La grossesse est à la fois un événement heureux mais aussi une période d’anxiété parce que personne ne sait ce qui peut se passer avant la délivrance. Au cours de la grossesse, la femme, tout comme son enfant, encourent divers risques sanitaires.

C’est pourquoi, il est nécessaire que toutes les grossesses soient bien suivies. Le gynécologue obstétricien, Dr Seydou Z. Dao souligne que les consultations prénatales (CPN) ou surveillances prénatales sont importantes pendant cette période. En effet, elles représentent un maillon essentiel dans la réduction de la mortalité chez les mères et leurs bébés parce que concourant à une issue favorable de la grossesse.

Selon le praticien du Centre de santé de référence (CSREF) de la Commune II, les consultations prénatales sont un ensemble de consultations qu’une femme enceinte doit faire du début de sa grossesse à l’accouchement. Elles ont pour objectif, de suivre la santé de la mère et du bébé pendant toute la grossesse, de prévenir l’apparition de certaines maladies, de diagnostiquer très tôt et de prendre en charge les maladies qui peuvent mettre en danger la grossesse. Mais c’est aussi l’occasion de donner des conseils à la future mère et de préparer l’accouchement, c’est-à-dire toute l’organisation qui doit être mise en place afin d’assurer la délivrance dans les meilleures conditions. Le médecin spécialiste précise que les CPN sont généralement effectuées par les sages-femmes mais toutes les grossesses qui comportent un risque pour la mère ou le bébé, doivent être suivies par un gynécologue obstétricien, d’où l’importance de la référence/évacuation.

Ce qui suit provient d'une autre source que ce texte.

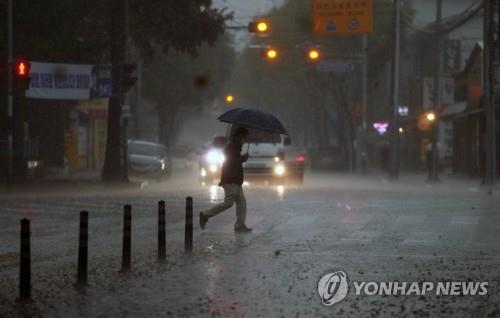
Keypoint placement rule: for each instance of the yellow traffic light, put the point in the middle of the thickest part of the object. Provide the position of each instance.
(271, 54)
(259, 27)
(313, 54)
(262, 26)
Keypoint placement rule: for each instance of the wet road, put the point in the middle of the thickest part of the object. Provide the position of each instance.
(370, 229)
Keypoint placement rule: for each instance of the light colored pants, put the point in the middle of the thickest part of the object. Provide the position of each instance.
(233, 193)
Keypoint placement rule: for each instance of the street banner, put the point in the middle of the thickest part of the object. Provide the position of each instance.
(69, 81)
(342, 17)
(334, 66)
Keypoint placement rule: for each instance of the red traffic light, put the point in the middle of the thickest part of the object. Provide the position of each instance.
(22, 68)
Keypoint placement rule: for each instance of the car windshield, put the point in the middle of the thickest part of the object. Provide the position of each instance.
(145, 149)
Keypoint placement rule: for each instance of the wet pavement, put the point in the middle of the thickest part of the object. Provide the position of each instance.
(371, 229)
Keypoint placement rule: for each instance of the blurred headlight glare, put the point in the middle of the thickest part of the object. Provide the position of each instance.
(279, 170)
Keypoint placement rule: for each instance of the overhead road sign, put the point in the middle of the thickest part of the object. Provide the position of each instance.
(342, 17)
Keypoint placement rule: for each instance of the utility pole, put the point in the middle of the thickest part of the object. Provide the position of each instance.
(490, 54)
(113, 163)
(10, 97)
(433, 173)
(394, 126)
(364, 155)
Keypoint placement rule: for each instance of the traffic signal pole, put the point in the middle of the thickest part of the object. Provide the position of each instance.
(394, 127)
(364, 154)
(10, 98)
(438, 83)
(489, 54)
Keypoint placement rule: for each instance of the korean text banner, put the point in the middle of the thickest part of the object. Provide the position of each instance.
(60, 81)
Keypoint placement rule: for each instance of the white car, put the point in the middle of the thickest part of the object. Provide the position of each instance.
(266, 155)
(145, 157)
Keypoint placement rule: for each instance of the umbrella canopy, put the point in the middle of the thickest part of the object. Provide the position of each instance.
(253, 118)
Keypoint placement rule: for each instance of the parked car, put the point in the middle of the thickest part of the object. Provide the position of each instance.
(147, 158)
(295, 162)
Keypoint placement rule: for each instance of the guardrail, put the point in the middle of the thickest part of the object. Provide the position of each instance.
(25, 148)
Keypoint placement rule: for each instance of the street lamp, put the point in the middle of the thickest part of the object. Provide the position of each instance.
(271, 54)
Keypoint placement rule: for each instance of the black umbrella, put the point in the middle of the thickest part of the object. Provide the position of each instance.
(253, 118)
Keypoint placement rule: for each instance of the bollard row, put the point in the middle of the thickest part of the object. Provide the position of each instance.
(82, 271)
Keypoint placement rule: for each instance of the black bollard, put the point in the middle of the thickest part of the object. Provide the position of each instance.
(161, 231)
(83, 249)
(127, 235)
(25, 262)
(188, 238)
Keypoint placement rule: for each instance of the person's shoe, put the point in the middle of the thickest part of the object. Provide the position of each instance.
(203, 220)
(243, 229)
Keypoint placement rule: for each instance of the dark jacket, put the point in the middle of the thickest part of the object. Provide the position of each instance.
(232, 169)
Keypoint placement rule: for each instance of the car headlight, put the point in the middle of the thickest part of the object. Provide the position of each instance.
(213, 168)
(279, 170)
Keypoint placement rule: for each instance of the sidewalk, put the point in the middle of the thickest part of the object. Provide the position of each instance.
(74, 182)
(407, 181)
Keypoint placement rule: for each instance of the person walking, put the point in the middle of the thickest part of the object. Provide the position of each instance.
(232, 181)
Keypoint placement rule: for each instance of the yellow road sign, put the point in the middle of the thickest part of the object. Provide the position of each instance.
(342, 17)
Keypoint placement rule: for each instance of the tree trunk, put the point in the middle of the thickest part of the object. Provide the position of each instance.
(113, 164)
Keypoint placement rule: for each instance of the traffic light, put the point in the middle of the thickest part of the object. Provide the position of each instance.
(21, 72)
(271, 54)
(430, 116)
(313, 55)
(260, 27)
(129, 76)
(229, 99)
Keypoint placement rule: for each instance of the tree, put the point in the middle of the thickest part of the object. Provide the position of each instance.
(180, 83)
(179, 25)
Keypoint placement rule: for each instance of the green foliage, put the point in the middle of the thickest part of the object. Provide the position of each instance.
(178, 82)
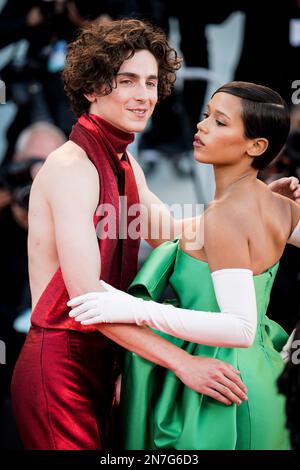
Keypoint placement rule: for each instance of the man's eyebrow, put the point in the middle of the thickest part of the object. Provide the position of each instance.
(219, 112)
(135, 75)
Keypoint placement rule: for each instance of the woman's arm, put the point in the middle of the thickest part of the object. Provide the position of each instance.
(233, 326)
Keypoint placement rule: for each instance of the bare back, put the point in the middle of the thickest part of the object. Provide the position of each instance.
(260, 217)
(42, 246)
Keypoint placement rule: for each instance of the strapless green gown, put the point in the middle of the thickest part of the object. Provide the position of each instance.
(160, 412)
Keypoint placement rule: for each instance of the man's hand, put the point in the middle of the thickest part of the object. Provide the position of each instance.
(288, 187)
(214, 378)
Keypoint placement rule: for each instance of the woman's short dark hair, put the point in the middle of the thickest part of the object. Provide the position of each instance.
(265, 114)
(97, 54)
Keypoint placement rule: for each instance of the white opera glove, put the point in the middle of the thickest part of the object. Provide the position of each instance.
(234, 326)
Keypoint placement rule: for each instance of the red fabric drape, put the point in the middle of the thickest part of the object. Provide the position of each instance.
(102, 142)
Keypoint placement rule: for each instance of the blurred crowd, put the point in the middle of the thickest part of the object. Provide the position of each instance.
(270, 55)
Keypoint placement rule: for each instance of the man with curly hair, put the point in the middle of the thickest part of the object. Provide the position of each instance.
(63, 384)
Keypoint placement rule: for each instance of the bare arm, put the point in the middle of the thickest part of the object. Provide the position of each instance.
(72, 194)
(158, 224)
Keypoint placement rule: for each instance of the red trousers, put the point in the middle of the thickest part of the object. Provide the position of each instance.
(63, 390)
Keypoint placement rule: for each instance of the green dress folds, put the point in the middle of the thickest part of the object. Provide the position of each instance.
(160, 412)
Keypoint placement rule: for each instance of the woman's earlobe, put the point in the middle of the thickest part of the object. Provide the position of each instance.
(258, 147)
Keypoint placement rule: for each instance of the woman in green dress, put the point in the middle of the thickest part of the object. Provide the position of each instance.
(222, 270)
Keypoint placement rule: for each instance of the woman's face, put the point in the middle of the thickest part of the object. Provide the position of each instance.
(132, 101)
(220, 138)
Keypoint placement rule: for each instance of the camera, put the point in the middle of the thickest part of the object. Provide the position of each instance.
(16, 178)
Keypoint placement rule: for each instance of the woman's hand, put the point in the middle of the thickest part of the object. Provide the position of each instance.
(113, 306)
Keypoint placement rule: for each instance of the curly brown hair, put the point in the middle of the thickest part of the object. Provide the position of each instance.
(97, 54)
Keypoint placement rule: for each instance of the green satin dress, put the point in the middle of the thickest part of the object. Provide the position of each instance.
(160, 412)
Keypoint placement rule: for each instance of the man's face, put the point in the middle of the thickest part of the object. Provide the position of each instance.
(131, 103)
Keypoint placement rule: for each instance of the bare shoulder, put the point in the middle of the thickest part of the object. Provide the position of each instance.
(290, 210)
(225, 239)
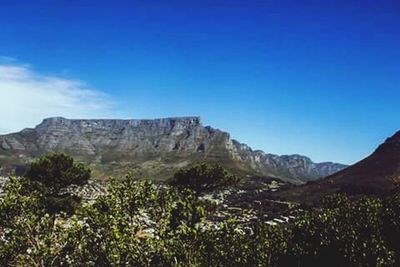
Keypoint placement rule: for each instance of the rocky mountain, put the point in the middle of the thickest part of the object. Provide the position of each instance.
(377, 175)
(156, 147)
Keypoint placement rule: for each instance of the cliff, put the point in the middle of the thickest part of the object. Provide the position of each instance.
(155, 147)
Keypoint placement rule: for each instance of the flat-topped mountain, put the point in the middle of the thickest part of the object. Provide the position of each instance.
(157, 147)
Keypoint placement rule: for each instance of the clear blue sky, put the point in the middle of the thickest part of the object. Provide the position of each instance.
(319, 78)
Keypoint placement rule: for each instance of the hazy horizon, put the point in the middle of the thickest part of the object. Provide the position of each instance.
(317, 79)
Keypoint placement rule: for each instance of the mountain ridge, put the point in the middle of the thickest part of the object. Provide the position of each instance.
(377, 174)
(157, 146)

Pour être efficaces, le gynécologue obstétricien dit que ces consultations doivent commencer dès le début de la grossesse et se poursuivre dans une certaine régularité jusqu’à l’accouchement. Au Mali, il est recommandé au minimum quatre visites prénatales, à intervalles réguliers, tout au long de la grossesse. La première doit se faire avant le 3è mois de la grossesse, la deuxième au cours du 2è trimestre. Les deux dernières visites se font entre le 2è et 3è trimestre. Mais le spécialiste s’empresse d’expliquer que la dernière se fait au 9è mois de la grossesse.

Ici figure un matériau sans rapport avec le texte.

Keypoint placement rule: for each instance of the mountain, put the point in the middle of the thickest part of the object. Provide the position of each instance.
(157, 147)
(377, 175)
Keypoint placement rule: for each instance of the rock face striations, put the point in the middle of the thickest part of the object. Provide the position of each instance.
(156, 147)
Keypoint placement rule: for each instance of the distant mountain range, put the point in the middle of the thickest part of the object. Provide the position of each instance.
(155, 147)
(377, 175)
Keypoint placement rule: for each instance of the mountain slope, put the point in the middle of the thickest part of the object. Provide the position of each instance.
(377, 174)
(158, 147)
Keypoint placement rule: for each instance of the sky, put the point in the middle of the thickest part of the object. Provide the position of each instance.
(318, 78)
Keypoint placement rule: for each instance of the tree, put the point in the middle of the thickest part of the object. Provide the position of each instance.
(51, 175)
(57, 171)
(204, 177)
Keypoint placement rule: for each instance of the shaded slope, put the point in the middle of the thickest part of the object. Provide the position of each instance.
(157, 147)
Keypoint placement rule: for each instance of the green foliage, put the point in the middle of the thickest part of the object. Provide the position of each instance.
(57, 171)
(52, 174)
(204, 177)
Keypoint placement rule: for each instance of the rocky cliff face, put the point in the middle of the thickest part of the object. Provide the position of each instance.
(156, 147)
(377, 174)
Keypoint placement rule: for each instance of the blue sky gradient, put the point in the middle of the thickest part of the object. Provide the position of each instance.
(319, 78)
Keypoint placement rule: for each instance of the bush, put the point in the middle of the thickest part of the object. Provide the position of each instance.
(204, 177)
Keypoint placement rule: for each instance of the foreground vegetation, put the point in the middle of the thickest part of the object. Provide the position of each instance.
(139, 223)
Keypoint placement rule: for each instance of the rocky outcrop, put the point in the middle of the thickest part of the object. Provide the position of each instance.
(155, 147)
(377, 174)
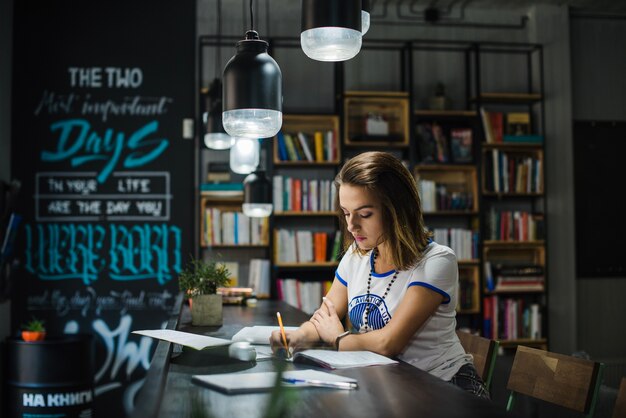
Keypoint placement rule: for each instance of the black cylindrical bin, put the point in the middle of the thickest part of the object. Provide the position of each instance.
(51, 378)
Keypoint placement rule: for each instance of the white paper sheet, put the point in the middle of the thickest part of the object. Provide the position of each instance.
(187, 339)
(258, 334)
(257, 382)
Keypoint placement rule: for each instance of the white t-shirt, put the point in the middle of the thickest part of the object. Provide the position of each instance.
(435, 347)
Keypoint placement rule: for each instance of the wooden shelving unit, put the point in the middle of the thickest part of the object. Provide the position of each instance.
(392, 107)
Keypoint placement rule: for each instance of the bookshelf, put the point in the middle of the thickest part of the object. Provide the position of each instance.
(232, 238)
(376, 119)
(447, 174)
(304, 219)
(512, 166)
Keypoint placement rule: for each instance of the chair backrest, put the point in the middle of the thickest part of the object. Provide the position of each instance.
(619, 411)
(484, 352)
(556, 378)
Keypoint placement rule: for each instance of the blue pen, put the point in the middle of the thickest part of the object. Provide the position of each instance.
(321, 383)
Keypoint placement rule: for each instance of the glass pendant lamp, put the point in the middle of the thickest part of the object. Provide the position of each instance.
(244, 155)
(331, 29)
(257, 195)
(252, 90)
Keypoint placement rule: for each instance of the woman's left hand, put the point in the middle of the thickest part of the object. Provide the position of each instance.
(327, 324)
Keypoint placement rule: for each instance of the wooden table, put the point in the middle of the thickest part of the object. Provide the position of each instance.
(397, 390)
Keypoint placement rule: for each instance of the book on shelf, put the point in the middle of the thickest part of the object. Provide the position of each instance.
(291, 148)
(511, 318)
(518, 123)
(518, 278)
(259, 276)
(218, 172)
(443, 153)
(303, 246)
(464, 242)
(426, 144)
(467, 291)
(461, 145)
(525, 139)
(304, 142)
(519, 226)
(305, 295)
(513, 173)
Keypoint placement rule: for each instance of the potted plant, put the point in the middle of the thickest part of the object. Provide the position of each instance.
(200, 280)
(33, 330)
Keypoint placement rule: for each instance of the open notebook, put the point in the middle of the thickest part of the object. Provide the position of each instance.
(331, 359)
(233, 383)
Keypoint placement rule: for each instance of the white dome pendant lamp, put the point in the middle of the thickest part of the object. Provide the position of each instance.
(245, 155)
(331, 29)
(252, 90)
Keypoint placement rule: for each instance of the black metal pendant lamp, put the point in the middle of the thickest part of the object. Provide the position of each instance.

Dr Seydou Z. Dao précise que l’objectif de cette dernière est de faire le pronostic de la voie d’accouchement, c’est-à-dire comment la femme doit pouvoir accoucher.

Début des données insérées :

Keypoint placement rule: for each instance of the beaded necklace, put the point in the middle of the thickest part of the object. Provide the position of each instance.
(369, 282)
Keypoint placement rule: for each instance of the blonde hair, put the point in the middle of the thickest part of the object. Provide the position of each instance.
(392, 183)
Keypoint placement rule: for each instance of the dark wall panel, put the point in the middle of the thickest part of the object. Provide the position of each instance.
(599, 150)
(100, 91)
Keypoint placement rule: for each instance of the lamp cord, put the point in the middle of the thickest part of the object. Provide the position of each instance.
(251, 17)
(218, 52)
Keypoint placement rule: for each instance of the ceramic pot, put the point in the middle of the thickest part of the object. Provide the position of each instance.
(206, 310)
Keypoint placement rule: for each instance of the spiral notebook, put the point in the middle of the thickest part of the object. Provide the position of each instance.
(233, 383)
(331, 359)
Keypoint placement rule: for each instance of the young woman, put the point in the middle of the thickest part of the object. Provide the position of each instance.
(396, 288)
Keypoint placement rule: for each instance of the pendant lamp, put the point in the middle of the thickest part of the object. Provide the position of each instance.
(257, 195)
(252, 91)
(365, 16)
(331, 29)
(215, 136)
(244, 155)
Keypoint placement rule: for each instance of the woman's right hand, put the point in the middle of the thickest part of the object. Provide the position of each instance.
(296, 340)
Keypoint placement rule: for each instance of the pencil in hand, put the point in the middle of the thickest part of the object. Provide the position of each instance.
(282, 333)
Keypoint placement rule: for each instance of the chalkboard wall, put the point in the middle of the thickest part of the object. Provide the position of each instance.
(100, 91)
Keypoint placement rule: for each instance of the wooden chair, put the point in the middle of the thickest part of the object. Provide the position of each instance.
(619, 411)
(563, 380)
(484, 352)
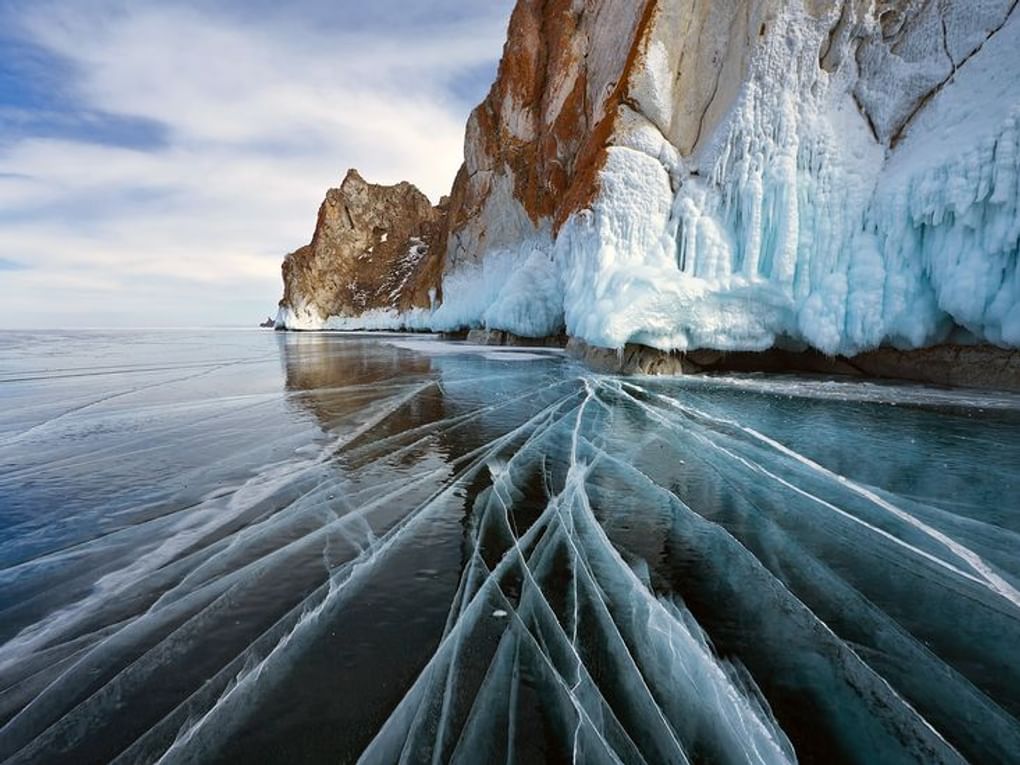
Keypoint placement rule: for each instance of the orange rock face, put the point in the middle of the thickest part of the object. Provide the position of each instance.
(534, 145)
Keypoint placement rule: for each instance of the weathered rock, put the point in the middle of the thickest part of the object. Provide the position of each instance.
(963, 366)
(708, 173)
(500, 338)
(374, 248)
(632, 359)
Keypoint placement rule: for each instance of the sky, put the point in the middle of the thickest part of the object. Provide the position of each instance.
(159, 157)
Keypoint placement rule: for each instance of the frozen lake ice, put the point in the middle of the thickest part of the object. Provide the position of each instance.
(253, 547)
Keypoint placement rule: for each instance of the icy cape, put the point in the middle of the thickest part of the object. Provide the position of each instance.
(736, 174)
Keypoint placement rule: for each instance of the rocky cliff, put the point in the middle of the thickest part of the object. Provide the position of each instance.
(376, 254)
(728, 174)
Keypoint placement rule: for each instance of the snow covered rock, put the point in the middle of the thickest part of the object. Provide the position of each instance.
(744, 174)
(376, 253)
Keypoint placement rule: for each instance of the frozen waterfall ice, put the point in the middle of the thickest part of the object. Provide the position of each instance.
(341, 548)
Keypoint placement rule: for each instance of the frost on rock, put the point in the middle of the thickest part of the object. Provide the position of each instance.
(838, 175)
(798, 225)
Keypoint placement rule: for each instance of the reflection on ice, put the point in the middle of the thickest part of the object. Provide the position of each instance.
(402, 551)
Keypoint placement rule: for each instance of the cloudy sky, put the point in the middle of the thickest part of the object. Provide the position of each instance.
(157, 157)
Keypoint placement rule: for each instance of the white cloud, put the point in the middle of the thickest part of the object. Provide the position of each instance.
(260, 118)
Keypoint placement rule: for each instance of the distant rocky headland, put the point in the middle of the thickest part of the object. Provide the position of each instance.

Mais lorsqu’il y a des problèmes ou des maladies associées à la grossesse, le nombre de CPN doit aller au delà de quatre. Par contre, il révèle que le nouveau modèle de l’Organisation mondiale de la santé (OMS) recommande 8 CPN au cours de la grossesse au lieu de quatre. Ce nouveau modèle préconise qu’une première consultation ait lieu au cours des 12 premières semaines de la grossesse et que les consultations suivantes soient prévues aux 20e, 26e, 30e, 34e, 36e, 38e et 40e semaines.

Au Mali, selon l’Enquête démographique et de santé (EDS VI), 80% des femmes enceintes ont reçu des soins prénatals dispensés par un prestataire formé. Seulement quatre femmes sur 10, soit 43%, effectuent au moins les quatre visites recommandées.

En outre, un peu plus du tiers des femmes (36%) effectuent leur première visite prénatale à un stade précoce de la grossesse. Ce pourcentage varie de 54% en milieu urbain à 31% en milieu rural. Du point de vue des régions, on observe une forte différence entre les femmes du District de Bamako et celles des autres régions. Dans la capitale, plus de 9 femmes sur 10, soit 96%, ont reçu des soins prénatals dispensés par un prestataire formé et 72 % des femmes ont effectué quatre visites prénatales ou plus. Dans les autres régions, le pourcentage de femmes ayant reçu des soins prénatals d’un prestataire formé varie d’un minimum de 23% dans la Région de Kidal à un maximum de 84% dans celle de Koulikoro.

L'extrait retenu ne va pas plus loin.